In sharp contrast to Europe in this era, Ming China had few social barriers. It had no hereditary aristocracy that could have limited the emperor’s absolute power. Although China had no titled aristocracy, it did have an elite whose status was based above all on government office acquired through education. Unlike in many European countries of the era, China’s merchants did not become a politically articulate bourgeoisie. Instead the politically active class was that of the scholars who Confucianism taught should aid the ruler in running the state. Merchants tried to marry into the scholar class in order to rise in the world.

Thus, despite the harsh and arbitrary ways in which the Ming emperors treated their civil servants, educated men were eager to enter the government. Reversing the policies of the Mongol Yuan Dynasty, the Ming government recruited almost all its officials through civil service examinations. To become officials, candidates had to pass examinations at the prefectural, the provincial, and the capital levels. To keep the wealthiest areas from dominating the exams, quotas were established for the number of candidates that each province could send on to the capital.

Of course, boys from well-to-do families had a significant advantage because their families could start their education with tutors at age four or five, though less costly schools were becoming increasingly available as well. Families that for generations had pursued other careers — for example, as merchants or physicians — had more opportunities than ever for their sons to become officials through the exams. (See “Individuals in Society: Tan Yunxian, Woman Doctor.”) Clans sometimes operated schools for their members. Most of those who attended school stayed only a few years, but students who seemed most promising moved on to advanced schools where they practiced essay writing and studied the essays of men who had succeeded in the exams.

The examinations at the prefecture level lasted a day and drew hundreds if not thousands of candidates.

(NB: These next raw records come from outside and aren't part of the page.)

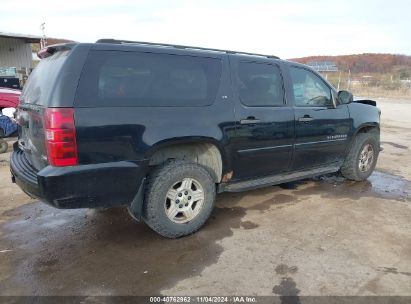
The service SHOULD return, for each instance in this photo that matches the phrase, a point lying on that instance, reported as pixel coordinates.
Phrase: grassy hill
(367, 63)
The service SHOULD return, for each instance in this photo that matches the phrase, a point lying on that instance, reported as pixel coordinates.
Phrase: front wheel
(179, 199)
(362, 158)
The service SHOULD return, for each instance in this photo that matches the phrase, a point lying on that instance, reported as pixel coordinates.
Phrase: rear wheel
(362, 158)
(3, 146)
(179, 199)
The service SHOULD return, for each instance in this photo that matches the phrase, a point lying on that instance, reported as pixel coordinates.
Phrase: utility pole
(43, 42)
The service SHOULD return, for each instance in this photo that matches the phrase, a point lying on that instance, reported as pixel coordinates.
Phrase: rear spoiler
(50, 50)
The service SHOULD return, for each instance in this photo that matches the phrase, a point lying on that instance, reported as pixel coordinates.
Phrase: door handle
(305, 118)
(249, 120)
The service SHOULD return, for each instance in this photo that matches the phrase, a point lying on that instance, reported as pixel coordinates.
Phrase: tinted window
(260, 84)
(309, 89)
(42, 79)
(146, 79)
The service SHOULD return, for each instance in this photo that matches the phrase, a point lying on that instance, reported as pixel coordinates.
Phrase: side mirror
(345, 97)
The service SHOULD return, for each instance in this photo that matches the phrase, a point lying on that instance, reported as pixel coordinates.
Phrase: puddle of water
(379, 184)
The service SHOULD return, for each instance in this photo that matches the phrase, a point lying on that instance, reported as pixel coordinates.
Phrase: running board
(275, 179)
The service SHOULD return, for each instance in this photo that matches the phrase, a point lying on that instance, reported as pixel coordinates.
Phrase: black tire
(160, 181)
(3, 146)
(350, 168)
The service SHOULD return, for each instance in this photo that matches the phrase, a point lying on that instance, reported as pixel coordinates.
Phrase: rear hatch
(35, 99)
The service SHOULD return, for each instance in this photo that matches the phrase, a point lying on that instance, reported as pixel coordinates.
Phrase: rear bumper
(84, 186)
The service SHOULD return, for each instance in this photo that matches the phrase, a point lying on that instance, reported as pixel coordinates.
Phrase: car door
(264, 136)
(322, 124)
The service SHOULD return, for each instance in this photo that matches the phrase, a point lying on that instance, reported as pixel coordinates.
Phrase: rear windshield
(42, 79)
(117, 78)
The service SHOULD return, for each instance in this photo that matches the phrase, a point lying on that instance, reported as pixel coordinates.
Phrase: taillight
(60, 133)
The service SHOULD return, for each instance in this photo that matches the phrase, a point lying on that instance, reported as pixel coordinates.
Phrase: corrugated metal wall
(15, 53)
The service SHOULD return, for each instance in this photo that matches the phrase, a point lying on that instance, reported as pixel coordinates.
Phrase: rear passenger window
(260, 84)
(146, 79)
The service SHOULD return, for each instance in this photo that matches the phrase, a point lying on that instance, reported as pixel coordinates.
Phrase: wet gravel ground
(323, 236)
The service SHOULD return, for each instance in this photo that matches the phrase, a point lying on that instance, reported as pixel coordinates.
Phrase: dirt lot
(326, 236)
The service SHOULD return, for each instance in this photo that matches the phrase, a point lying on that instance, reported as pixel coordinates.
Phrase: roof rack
(114, 41)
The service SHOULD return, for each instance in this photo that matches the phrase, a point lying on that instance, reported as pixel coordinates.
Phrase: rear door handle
(249, 120)
(305, 118)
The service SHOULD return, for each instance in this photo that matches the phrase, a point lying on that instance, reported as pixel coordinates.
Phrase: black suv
(162, 128)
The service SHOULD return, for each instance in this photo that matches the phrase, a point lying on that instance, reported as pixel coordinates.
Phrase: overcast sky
(284, 28)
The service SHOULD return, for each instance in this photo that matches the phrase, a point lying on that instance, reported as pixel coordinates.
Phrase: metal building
(16, 53)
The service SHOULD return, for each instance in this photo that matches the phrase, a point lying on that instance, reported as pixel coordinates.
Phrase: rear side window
(42, 79)
(115, 78)
(260, 84)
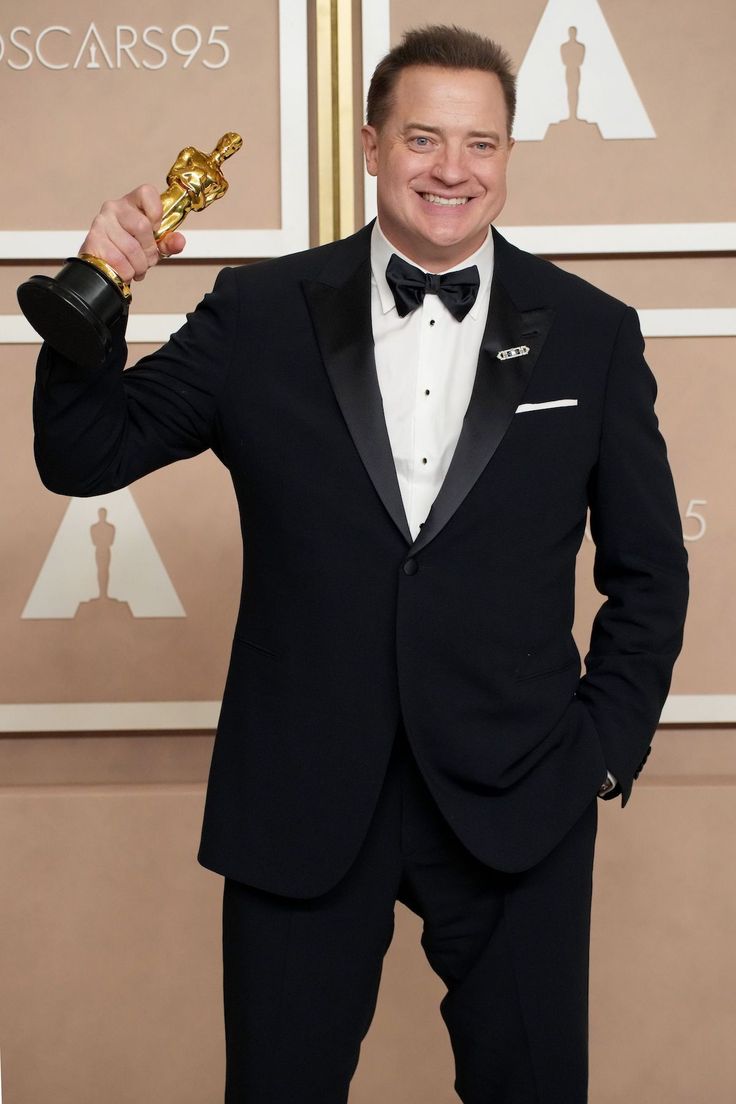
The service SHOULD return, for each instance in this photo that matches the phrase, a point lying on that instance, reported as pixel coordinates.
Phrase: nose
(450, 167)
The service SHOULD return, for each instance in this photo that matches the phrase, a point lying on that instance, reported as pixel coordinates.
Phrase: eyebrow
(438, 130)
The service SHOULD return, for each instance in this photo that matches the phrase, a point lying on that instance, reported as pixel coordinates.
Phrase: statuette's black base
(74, 311)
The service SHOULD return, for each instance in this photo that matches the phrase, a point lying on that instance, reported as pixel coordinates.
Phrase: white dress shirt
(426, 364)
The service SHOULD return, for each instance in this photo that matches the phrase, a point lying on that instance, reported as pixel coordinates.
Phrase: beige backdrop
(109, 973)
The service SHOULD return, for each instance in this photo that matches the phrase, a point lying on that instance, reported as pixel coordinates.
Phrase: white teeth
(444, 201)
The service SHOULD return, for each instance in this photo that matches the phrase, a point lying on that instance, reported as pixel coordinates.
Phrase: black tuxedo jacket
(345, 623)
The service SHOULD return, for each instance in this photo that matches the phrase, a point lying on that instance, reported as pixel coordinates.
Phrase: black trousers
(301, 976)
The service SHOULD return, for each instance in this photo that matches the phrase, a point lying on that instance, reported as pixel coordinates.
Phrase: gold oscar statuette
(76, 309)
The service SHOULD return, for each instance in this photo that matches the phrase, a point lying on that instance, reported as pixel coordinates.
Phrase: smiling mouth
(445, 200)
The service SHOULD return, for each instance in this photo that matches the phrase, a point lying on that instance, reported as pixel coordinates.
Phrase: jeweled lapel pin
(510, 353)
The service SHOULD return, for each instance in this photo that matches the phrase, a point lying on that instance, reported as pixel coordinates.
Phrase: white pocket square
(545, 406)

The provincial and capital examinations were given in three sessions spread out over a week. In the first session, candidates wrote essays on passages from the classics. In the second and third sessions, candidates had to write essays on practical policy issues and on a passage from the Classic of Filial Piety (a brief text celebrating devotion to parents and other superiors). In addition, they had to show that they could draft state papers such as edicts, decrees, and judicial rulings. Reading the dynastic histories was a good way to prepare for policy questions and state paper exercises.